There is an increasing appreciation of the importance of disturbed blood flow, especially turbulent flow, in the pathogenesis of vascular disease. However, the precise mechanism(s) by which rheological changes accelerate the atherothrombotic process remains incompletely understood. Atherosclerotic lesions typically develop in vascular regions exhibiting bifurcated or curved architectures. Such regions exhibit complex blood flow profiles with considerable divergence from uniform laminar flow. These altered flow behaviours can promote deposition of pro-atherogenic lipids and proteins to the vessel wall and modulate the adhesive function of endothelial, platelets and leukocytes. Once developed, atherosclerotic lesions can further exacerbate flow disturbances, establishing a potential hazardous cycle of accelerated atherogenesis. At the cellular level, alterations in fluid flow can lead to significant changes in signal transduction, leading to a variety of functional and morphological changes. In particular, disturbed rheology has a significant impact on the adhesion and activation mechanisms utilised by platelets and leukocytes with high shear, playing an important role in accelerating platelet activation and thrombus growth. This review focuses on the impact of blood rheology on the cellular and molecular events underlying thrombosis, with particular emphasis on the role of platelets in this process.

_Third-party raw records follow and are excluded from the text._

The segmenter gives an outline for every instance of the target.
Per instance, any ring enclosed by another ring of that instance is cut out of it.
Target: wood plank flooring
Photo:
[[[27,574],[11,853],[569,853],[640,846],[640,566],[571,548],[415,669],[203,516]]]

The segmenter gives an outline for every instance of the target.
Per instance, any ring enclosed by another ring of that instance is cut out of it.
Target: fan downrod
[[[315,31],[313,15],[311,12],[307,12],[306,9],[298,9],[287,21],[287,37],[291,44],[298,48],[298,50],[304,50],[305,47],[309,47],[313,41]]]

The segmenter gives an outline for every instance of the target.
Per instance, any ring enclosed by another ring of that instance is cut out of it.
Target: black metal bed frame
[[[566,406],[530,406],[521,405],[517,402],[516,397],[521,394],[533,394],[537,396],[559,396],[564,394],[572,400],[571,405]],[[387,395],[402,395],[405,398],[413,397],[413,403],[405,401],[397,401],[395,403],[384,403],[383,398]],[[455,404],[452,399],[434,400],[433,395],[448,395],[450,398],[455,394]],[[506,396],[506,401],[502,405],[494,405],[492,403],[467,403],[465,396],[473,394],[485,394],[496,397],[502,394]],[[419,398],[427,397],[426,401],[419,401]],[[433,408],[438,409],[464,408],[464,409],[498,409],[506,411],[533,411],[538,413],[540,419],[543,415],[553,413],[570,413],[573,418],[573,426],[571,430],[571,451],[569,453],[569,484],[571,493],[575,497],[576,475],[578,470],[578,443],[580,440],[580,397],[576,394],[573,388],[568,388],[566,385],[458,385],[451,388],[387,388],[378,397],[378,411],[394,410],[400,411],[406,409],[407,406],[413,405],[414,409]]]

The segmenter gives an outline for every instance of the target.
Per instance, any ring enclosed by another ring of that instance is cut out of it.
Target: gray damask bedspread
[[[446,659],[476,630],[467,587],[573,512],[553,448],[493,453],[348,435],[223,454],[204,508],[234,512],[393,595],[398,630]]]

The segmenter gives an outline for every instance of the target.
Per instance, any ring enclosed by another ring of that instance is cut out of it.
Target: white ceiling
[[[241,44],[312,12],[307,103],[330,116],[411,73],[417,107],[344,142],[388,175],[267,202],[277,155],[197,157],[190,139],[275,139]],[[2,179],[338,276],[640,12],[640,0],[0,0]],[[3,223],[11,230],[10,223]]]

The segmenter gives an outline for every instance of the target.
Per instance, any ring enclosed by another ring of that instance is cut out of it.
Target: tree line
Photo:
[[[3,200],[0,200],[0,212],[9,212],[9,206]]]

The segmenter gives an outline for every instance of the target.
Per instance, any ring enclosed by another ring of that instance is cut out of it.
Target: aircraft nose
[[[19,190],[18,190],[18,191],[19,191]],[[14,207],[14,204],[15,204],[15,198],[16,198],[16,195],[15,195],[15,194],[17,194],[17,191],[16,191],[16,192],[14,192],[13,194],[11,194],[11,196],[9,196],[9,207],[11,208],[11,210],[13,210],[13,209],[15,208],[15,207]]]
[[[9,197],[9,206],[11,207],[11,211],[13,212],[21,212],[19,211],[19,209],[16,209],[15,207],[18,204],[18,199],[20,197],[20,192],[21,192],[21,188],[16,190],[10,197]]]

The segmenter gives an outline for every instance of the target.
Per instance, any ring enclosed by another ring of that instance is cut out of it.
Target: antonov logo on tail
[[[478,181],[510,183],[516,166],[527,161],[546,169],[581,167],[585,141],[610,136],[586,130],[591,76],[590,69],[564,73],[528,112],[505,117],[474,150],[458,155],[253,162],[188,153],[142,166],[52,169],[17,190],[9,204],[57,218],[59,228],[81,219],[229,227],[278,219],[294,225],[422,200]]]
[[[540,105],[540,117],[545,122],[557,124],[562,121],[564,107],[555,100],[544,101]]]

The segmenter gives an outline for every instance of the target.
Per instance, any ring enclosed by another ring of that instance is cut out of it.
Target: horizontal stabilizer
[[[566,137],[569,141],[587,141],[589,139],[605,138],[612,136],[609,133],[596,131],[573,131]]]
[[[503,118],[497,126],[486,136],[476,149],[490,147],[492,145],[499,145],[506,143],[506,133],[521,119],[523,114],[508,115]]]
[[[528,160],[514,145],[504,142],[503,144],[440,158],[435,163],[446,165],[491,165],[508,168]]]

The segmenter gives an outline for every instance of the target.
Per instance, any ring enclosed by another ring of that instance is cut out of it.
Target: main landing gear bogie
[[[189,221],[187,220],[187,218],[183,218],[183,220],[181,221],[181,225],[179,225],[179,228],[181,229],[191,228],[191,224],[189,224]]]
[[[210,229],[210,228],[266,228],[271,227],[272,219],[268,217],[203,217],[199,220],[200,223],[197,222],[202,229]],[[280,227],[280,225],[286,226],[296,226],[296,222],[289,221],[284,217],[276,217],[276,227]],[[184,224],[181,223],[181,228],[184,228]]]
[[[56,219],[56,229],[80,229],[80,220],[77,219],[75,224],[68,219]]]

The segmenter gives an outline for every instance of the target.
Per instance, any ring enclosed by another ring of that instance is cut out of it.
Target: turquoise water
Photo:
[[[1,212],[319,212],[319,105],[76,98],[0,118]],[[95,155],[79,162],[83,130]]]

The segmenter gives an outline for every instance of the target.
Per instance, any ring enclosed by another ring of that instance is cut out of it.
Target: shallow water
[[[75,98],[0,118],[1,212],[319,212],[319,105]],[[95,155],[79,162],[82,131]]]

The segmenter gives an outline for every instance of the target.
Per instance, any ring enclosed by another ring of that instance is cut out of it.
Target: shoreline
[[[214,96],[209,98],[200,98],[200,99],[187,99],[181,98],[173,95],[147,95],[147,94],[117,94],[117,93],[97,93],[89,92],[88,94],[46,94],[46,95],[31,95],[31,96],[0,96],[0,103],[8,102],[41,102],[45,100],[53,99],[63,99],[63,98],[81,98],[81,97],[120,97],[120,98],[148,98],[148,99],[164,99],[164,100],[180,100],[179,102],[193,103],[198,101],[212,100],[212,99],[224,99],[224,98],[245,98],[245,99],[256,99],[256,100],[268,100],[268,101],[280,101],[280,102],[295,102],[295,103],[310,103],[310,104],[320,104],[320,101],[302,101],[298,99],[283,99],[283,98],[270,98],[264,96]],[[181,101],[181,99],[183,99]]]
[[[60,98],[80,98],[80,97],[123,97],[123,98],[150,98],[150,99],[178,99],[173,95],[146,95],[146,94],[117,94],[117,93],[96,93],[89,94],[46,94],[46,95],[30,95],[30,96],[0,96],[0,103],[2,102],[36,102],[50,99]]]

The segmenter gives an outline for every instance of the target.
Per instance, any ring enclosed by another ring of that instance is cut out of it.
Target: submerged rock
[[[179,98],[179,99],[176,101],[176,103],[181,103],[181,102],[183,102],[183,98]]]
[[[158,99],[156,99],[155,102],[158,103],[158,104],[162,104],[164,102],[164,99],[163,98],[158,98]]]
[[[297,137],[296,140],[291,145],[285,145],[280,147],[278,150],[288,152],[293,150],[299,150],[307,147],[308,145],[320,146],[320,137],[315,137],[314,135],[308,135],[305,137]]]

Importance of Temporal Flow Gradients and Integrin αIIbβ3 Mechanotransduction for Shear Activation of Platelets

Disturbances of blood flow play an important role in promoting platelet activation and arterial thrombus formation in stenosed, injured, atherosclerotic arteries. To date, glycoprotein Ib (GPIb) has been considered the primary platelet mechanosensory receptor, responding to increased shear with enhanced adhesive and signaling function. We demonstrate here that von Willebrand factor-GPIb interaction is inefficient at inducing platelet activation even when platelets are exposed to very high wall shear stresses (60 dyn/cm2). Rapid platelet activation under flow was only observed under experimental conditions in which transiently adherent platelets were exposed to sudden accelerations in blood flow. Platelet responsiveness to temporal shear gradients was integrin αIIbβ3-dependent and occurred only on a von Willebrand factor substrate, as platelets forming integrin αIIbβ3 adhesive contacts with immobilized fibrinogen were unresponsive to sudden increases in shear. The calcium response induced by temporal shear gradients was distinct from previously identified integrin αIIbβ3 calcium responses in terms of its transient nature, its requirement for platelet co-stimulation by the P2Y1 purinergic ADP receptor, and its dependence on the influx of extracellular calcium. Our studies demonstrate a key role for temporal shear gradients in promoting platelet activation. Moreover, they define for the first time the involvement of P2Y receptors in integrin mechanotransduction.